Plus d'une douzaine de personnes proches de M. Chang, dont beaucoup le connaissaient en tant que collègue chez TSMC, ont déclaré qu'il avait bâti l'entreprise – et déjoué des géants comme Samsung et Intel – en étant méticuleux, têtu, en faisant confiance à ses meilleurs collaborateurs et, surtout, avoir une ambition sans limites et faire des gestes audacieux lorsque cela est justifié.

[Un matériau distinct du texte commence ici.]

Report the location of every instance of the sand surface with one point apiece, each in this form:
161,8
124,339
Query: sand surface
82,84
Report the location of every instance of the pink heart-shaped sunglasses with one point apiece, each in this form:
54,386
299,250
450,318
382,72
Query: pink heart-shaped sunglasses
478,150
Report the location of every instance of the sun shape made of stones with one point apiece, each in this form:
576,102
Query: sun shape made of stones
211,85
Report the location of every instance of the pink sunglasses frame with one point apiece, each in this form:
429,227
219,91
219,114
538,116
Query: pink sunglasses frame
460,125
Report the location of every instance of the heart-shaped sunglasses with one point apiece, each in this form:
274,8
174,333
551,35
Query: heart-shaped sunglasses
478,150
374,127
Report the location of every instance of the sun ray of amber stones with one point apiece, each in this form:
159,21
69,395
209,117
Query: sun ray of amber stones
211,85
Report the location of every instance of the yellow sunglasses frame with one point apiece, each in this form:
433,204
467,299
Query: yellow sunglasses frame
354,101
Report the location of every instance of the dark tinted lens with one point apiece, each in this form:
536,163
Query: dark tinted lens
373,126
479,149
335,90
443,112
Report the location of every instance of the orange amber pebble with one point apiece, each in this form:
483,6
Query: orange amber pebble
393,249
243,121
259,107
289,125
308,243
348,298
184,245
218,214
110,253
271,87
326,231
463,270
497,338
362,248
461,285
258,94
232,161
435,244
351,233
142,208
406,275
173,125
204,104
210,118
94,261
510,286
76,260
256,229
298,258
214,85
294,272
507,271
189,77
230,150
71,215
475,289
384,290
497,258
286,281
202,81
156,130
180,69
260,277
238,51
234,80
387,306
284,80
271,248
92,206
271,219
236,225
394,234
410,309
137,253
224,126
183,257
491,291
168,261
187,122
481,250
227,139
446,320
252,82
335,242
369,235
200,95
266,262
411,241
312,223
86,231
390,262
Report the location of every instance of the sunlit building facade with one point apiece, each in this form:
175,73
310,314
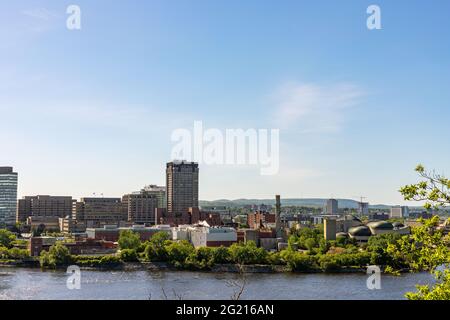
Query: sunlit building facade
8,196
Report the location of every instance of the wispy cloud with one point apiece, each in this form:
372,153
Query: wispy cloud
315,108
41,14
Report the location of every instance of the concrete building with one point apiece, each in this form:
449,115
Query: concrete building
98,212
141,207
278,226
331,207
363,208
330,229
8,196
43,223
379,216
182,186
79,247
213,236
261,219
159,192
190,217
112,233
44,206
399,212
69,225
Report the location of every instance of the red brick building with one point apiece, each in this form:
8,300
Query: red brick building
260,219
192,216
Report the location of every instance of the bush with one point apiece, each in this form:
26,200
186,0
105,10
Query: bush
97,261
178,252
6,238
58,255
129,255
156,247
248,253
297,261
129,240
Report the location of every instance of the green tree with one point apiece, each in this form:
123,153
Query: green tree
6,238
434,189
428,248
57,255
129,255
248,253
129,240
156,247
440,291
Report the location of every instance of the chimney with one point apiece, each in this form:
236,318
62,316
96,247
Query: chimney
277,216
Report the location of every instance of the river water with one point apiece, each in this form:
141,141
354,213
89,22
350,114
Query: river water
143,285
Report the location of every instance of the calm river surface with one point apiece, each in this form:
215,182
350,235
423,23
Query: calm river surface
143,285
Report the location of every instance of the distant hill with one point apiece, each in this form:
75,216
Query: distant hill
314,203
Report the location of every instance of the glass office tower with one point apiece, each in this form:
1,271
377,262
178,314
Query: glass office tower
8,196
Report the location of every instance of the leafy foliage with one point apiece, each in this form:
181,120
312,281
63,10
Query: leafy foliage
58,255
129,240
434,189
128,255
6,238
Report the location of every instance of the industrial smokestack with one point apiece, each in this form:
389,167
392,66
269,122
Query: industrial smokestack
278,216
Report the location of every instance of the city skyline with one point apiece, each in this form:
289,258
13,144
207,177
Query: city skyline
92,111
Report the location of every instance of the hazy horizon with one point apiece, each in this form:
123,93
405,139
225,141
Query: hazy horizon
92,110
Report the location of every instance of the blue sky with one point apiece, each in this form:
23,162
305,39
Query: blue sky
93,110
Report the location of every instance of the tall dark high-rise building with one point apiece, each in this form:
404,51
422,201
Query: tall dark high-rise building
332,207
8,196
182,186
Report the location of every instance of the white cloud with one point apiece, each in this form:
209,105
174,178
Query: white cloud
315,108
41,14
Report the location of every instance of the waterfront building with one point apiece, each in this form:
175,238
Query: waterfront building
206,236
189,217
43,223
141,206
182,186
98,212
159,192
331,207
399,212
363,208
379,216
8,196
330,229
112,232
44,206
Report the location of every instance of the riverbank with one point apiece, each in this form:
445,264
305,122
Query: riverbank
29,284
163,266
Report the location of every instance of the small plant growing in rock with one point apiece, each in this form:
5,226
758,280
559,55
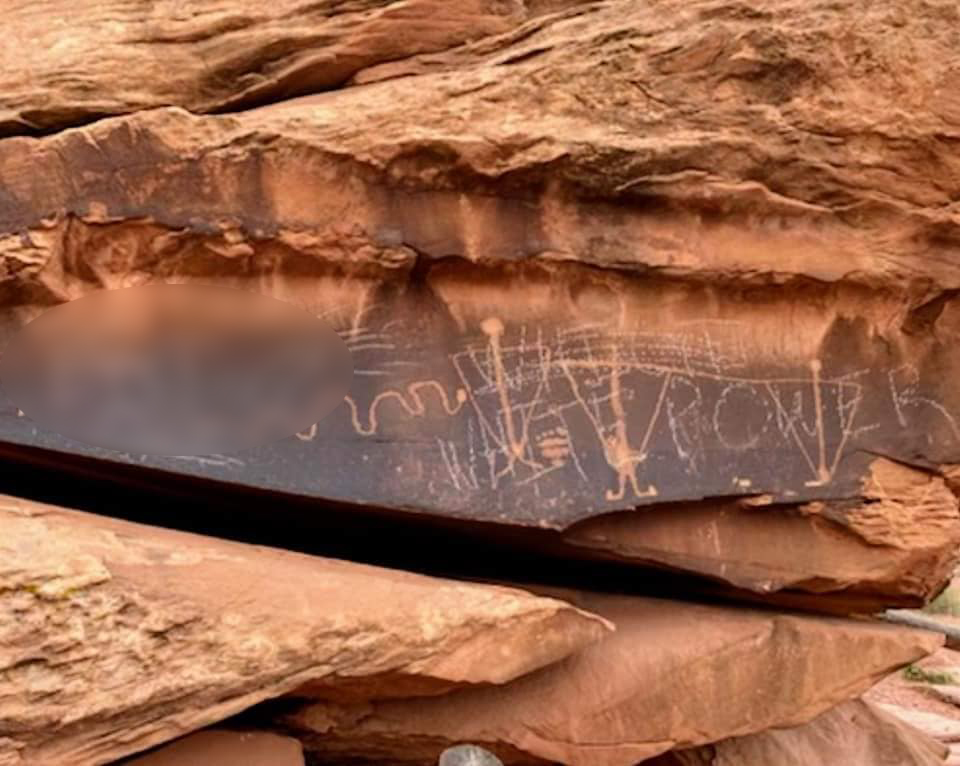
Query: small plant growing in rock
922,675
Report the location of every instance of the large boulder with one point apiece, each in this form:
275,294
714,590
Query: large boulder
115,636
856,733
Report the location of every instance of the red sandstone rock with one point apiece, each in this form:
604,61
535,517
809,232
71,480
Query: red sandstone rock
672,675
225,748
856,733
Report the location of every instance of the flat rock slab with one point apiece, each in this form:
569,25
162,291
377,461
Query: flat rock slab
115,637
856,733
937,726
672,675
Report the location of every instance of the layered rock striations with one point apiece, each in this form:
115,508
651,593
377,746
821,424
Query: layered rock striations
668,283
117,636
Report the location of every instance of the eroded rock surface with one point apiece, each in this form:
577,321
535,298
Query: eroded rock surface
115,636
855,733
672,675
225,748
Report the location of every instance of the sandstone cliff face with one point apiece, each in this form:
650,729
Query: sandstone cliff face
855,734
675,282
449,214
117,636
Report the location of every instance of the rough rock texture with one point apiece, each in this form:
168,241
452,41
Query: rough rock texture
473,206
225,748
115,637
671,675
856,733
898,544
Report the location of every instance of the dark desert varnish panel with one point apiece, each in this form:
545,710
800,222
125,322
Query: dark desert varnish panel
548,396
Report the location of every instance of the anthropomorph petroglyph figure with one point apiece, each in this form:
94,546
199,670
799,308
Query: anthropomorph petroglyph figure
468,755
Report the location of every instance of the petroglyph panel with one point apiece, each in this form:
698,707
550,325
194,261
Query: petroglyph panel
554,408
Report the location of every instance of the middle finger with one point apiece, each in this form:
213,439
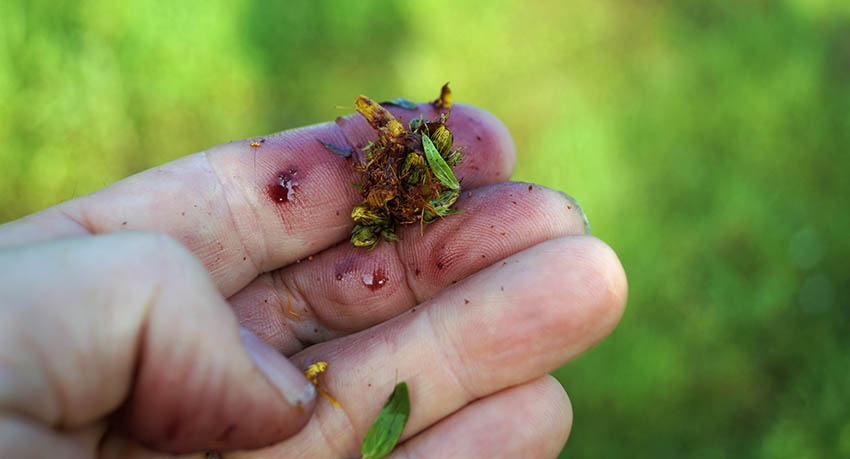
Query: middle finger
346,289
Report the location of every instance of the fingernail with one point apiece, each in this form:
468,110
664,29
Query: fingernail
575,205
278,370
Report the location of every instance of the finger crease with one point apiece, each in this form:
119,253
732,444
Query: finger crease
467,394
257,263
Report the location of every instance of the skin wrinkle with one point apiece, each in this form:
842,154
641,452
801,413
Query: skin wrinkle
465,391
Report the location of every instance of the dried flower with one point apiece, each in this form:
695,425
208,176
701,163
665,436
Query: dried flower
406,173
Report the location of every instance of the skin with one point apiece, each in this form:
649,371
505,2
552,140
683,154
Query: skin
174,311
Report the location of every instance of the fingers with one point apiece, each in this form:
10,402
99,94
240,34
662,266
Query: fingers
246,209
345,289
506,325
529,420
133,320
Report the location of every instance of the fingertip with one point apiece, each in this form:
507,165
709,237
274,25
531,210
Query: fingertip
491,151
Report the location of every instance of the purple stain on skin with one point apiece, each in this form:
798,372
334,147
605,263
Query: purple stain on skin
283,187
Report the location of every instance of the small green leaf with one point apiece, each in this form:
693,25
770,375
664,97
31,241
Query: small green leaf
387,428
415,123
441,169
402,102
344,152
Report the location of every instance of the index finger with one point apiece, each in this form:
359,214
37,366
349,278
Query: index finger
254,205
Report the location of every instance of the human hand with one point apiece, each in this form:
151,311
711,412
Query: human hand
115,340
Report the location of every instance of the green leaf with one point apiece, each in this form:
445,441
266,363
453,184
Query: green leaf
386,430
344,152
402,102
415,123
438,165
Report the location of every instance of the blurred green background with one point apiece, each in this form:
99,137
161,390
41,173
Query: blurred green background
707,142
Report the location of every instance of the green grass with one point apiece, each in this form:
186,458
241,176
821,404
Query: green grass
707,142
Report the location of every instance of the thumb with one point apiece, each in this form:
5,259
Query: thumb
133,329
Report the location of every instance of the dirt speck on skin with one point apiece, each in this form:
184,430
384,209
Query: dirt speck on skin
374,280
283,187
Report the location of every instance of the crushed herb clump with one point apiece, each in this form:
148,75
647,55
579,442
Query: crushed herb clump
406,173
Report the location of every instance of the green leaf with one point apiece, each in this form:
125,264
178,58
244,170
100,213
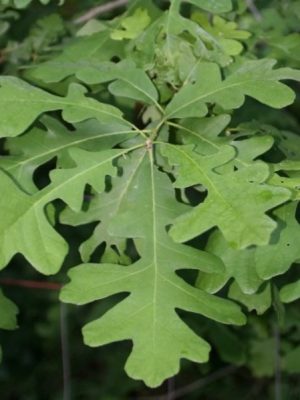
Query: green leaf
283,250
132,26
24,225
239,265
236,201
16,94
39,146
25,229
256,79
147,316
8,313
83,53
105,206
260,302
290,292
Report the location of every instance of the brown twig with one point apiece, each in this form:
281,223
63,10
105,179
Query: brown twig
253,9
96,11
198,384
31,284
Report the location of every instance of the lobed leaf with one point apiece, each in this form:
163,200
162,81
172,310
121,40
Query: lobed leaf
236,201
148,315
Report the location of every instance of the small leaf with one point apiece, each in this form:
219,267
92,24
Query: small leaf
236,201
256,79
132,26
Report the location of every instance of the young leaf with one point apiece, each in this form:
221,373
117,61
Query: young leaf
256,79
236,201
147,316
283,249
8,314
239,264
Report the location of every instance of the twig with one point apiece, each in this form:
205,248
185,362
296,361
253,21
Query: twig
30,284
65,352
198,384
171,389
96,11
254,10
278,377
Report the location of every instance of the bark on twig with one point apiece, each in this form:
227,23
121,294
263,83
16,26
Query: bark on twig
254,10
99,10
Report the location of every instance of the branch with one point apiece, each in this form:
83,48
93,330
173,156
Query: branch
96,11
31,284
253,9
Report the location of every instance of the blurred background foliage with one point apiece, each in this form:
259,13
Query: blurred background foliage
248,363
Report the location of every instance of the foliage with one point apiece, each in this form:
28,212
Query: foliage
166,136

Lorsque TSMC a trébuché après la crise financière de 2008, il est revenu en tant que directeur général à 77 ans pour prendre à nouveau la relève.
"Il est probablement la seule personne dans l'industrie des puces à avoir été présente lors de la création de l'industrie elle-même", a déclaré Chris Miller, auteur du livre "Chip War" et professeur agrégé d'histoire internationale à la Fletcher School de l'Université Tufts. . "Le fait qu'il soit non seulement toujours dans l'industrie, mais qu'il soit au centre et au sommet de celle-ci est extraordinaire."